There are mornings when the cold is as brittle as a burnt match, with an acrid, dry sting when it blows across your face. These don’t just feel like nothing would think of growing that particular day but that nothing has grown in the past or will grow in the future, that every green memory is a wishful delusion. Then there are mornings the thermometer claims are every bit as cold but which are heavy with the portent of spring. The light and the smell of the air tells you that the afternoon will be warmer, that the snow and frozen ruts will soon be churned into deeper ruts of mud, that the grass and trees may not yet be green but are thinking hard about when to start pushing leaves.
It was on the latter of these - an optimistic morning - that a few dozen turkeys began gleaning the corner of a cornfield. They walked, as turkeys do, with halting, deliberate steps, heads hesitating a moment before springing forward to catch up with their bodies. Now and then each would stop to unfurl its neck for a good look at the ground, swinging back and forth above the layer of frozen snow, as if it might melt and yield up the stray kernels under a forceful enough gaze. Occasionally one pecked at a piece of corn stalk where it stubbed out through the ice, and a tom fanned his tail but didn’t bother strutting.
Into this calm scene trotted a fox. He headed for the turkeys as you might approach a group of friends you just spotted across a large park, with just a touch of urgency to reach them before they could wander off. Anyone who has tried this knows that turkeys can spot a burr on a steer’s tail from a mile off, or the one clean patch on a muddy pig, or whatever faux folksy idiom you prefer. So there was no question that they’d been watching the fox his entire way, and they kept watching as he casually drifted closer. It looked like he wanted them to believe he had important business in the stand of hemlocks a little further on, that he was only passing so near to all these plump, tasty birds because they happened to be in his way.
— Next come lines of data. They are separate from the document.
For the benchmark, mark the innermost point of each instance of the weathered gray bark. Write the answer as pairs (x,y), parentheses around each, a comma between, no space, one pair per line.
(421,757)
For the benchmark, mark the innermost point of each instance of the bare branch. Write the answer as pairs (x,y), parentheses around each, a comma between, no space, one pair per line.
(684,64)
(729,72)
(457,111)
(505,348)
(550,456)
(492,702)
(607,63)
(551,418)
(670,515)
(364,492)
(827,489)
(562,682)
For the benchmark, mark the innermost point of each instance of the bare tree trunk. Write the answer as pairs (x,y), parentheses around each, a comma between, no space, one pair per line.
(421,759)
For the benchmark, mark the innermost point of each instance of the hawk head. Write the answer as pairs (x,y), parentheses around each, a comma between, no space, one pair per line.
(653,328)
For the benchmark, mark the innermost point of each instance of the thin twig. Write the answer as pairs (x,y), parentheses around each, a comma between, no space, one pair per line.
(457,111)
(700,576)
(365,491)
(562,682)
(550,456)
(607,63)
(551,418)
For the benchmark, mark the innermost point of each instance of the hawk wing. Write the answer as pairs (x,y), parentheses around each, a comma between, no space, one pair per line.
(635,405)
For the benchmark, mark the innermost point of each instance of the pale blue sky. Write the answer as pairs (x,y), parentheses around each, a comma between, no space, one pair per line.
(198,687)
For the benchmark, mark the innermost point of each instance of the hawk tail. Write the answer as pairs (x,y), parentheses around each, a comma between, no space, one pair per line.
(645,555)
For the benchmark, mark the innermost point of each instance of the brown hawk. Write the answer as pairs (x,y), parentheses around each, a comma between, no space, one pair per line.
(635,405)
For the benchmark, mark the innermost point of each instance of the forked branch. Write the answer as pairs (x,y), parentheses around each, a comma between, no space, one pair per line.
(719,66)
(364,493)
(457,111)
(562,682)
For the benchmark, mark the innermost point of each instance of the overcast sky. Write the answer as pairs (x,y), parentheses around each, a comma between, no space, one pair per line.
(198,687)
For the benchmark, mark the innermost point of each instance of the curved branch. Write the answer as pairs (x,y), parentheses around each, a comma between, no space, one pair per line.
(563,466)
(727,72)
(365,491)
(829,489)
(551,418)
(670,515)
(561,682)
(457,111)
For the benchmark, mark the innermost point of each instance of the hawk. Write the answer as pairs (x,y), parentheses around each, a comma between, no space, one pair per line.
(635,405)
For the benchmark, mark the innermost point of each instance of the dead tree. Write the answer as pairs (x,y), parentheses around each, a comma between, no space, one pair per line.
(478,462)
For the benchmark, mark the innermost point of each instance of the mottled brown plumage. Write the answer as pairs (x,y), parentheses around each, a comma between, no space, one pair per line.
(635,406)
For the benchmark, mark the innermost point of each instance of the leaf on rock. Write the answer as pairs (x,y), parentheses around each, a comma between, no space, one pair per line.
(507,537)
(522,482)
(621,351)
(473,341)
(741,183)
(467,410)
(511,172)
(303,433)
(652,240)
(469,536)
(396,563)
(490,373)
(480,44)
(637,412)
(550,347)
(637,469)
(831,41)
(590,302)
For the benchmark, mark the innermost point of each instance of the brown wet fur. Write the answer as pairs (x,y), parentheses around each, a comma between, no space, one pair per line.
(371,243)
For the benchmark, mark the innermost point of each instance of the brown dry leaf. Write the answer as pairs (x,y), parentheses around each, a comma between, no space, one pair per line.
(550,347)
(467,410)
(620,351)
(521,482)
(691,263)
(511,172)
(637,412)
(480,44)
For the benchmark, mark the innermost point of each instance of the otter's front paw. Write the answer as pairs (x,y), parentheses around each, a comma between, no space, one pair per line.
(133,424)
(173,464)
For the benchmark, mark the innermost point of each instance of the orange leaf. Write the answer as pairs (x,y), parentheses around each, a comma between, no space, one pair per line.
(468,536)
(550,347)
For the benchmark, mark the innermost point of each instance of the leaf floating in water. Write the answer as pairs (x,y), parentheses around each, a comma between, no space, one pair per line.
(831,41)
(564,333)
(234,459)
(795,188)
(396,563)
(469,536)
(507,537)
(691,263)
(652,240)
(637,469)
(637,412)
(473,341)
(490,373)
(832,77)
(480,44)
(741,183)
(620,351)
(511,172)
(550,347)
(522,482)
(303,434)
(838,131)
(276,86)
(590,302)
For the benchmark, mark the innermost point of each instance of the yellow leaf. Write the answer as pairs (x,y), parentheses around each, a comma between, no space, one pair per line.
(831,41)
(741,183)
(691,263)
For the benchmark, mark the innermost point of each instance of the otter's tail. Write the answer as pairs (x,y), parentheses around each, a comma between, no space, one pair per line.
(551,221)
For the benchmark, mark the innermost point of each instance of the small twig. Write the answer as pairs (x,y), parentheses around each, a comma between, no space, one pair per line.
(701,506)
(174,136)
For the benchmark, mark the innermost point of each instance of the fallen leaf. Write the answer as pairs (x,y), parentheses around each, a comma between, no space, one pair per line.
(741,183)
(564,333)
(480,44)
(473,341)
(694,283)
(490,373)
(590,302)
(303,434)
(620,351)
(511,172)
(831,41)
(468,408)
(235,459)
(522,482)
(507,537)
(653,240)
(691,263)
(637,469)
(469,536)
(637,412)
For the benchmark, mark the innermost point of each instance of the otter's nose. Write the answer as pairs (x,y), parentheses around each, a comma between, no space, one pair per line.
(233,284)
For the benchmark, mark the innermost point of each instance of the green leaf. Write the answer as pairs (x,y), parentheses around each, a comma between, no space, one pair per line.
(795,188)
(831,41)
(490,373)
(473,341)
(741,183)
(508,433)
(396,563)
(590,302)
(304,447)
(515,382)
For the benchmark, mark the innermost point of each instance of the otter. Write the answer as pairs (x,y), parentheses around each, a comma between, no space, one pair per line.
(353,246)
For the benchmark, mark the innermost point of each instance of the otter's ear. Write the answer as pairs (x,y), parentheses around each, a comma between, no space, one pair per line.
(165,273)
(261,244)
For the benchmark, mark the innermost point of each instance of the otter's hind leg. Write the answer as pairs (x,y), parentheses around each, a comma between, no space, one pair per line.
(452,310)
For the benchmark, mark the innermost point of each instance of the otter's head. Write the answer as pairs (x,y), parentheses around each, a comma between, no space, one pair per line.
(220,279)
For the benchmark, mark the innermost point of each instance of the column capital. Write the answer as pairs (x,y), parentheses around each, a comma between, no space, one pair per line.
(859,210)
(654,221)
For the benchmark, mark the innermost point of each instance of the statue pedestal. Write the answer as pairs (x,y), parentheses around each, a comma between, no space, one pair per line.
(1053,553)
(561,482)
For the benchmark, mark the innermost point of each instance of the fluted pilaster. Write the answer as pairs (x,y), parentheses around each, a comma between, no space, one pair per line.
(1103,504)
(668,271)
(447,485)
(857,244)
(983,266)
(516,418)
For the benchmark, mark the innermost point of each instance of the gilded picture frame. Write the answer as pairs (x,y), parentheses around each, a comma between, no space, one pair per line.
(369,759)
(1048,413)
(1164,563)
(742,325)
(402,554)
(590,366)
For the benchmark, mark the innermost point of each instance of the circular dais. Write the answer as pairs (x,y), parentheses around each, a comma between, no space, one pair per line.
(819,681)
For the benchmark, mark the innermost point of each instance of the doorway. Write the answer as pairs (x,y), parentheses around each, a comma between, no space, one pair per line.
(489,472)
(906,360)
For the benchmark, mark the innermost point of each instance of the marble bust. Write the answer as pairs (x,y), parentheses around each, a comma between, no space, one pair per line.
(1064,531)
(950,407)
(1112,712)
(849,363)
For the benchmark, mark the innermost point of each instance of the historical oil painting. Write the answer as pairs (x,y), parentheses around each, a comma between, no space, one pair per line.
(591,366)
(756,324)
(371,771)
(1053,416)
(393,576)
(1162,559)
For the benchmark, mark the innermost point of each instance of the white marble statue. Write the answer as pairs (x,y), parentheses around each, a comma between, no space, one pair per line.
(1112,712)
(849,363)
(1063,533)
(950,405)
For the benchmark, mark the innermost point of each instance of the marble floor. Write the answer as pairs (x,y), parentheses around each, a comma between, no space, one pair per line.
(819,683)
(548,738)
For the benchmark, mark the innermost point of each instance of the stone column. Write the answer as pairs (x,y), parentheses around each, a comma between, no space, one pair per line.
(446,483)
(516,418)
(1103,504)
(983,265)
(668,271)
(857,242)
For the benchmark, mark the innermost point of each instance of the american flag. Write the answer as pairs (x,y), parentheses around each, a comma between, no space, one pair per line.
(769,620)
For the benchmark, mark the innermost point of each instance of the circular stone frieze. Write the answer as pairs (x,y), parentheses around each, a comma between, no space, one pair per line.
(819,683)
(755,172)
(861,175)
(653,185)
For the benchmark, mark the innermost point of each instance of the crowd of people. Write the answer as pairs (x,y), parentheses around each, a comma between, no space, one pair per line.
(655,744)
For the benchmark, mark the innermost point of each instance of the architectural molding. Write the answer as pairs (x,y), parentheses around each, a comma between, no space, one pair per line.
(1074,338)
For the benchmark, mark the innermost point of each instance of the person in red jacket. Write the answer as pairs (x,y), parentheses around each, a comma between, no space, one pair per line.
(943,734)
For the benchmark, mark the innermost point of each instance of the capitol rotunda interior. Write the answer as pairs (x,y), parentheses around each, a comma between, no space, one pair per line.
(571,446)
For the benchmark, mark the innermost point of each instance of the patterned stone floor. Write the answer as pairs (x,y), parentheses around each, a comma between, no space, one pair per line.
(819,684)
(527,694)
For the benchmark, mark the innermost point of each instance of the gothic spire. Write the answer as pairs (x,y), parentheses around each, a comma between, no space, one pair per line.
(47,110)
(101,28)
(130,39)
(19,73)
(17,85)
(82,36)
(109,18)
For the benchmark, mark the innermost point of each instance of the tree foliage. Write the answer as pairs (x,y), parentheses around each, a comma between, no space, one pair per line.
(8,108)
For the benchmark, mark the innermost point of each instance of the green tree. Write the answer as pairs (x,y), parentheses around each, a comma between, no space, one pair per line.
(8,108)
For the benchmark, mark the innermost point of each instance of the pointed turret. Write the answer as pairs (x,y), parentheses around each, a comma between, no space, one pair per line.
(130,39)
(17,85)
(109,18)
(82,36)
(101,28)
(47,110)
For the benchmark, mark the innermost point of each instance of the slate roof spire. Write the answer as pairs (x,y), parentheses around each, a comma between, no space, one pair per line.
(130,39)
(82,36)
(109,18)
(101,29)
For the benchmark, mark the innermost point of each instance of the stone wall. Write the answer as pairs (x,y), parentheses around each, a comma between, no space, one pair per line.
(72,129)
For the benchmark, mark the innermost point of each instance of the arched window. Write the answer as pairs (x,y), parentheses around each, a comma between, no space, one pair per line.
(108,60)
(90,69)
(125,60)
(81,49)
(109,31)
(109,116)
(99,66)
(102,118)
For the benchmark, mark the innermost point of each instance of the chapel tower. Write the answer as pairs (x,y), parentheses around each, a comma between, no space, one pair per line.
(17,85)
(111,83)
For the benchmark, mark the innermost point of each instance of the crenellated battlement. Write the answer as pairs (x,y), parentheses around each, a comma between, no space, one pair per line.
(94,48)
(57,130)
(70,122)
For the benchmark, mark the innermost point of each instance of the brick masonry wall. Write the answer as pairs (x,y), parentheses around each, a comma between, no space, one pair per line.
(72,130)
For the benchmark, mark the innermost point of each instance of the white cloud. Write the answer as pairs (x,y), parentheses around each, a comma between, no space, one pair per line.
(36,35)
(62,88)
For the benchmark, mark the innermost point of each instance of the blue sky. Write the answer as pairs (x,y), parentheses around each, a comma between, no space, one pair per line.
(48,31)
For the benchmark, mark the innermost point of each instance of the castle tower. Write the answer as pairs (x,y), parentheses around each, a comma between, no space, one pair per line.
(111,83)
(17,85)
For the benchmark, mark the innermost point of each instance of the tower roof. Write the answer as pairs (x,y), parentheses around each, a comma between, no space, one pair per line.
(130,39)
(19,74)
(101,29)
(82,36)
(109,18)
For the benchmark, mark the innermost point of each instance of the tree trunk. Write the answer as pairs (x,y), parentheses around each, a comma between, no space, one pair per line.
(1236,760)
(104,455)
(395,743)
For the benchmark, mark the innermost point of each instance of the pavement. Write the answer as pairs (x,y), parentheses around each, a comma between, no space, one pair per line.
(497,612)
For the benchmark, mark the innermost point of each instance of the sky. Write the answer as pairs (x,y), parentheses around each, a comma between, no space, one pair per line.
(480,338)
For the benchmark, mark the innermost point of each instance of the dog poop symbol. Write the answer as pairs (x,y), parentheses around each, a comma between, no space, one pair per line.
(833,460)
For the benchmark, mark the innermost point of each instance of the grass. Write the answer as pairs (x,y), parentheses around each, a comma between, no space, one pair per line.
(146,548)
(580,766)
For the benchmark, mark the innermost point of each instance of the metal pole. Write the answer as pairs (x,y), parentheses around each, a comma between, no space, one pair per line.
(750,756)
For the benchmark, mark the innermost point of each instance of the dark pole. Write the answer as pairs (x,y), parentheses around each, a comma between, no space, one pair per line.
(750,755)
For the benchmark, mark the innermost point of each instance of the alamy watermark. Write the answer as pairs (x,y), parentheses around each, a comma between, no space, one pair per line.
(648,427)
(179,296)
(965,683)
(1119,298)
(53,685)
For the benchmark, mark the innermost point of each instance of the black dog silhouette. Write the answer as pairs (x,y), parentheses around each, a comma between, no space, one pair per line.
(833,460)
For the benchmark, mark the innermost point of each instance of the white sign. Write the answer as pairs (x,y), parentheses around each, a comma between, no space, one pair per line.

But none of them were fooled. When, in a flash of fiery orange, he suddenly leapt for the nearest cluster of three, they were instantly airborne. The rest of the flock watched this intently, but they did not go up into the trees. The fox, no doubt feeling quite foolish, charged the next closest little cluster. But these simply darted around him, and what followed was a sort of dance, with the fox making a half-hearted attempt at one group of birds and then another, until all the turkeys were circling and weaving about him, always just out of reach.
Pretty soon he gave up and sat down. The turkeys stopped and looked at each other. The fox looked at them. They looked at the fox. Then, with slow, deliberate, bobbing steps, they formed a half circle around and began to encroach. It wasn’t threatening, exactly, but it also wasn’t not threatening. The fox sat nonchalantly, even though he suddenly looked small in comparison to the giant birds slowly closing in around him. Then, at the last moment, he sprang to his feet and trotted off, as if he’d just remembered an appointment in some other corner of the forest. Soon he was in the trees, but before he even reached them the turkeys were back to looking for corn and waiting for spring.
The peculiarity of this interaction arose from its uncertainty. A fox is more of a predator than a turkey, and he clearly had thoughts of eating one. Maybe in the past he’d lucked into an unwary hen. But the turkeys clearly didn’t see themselves as prey in this scenario, and they didn’t act like it. Both the pursuit and the evasion looked like half measures, like the fox was saying, “Well, if one of you wants me to eat you, I certainly will,” and the turkeys were saying, “I guess we’ll run away from him, but he’s not enough of a threat to make us leave this place where there might be corn.” And in the end that’s what they did.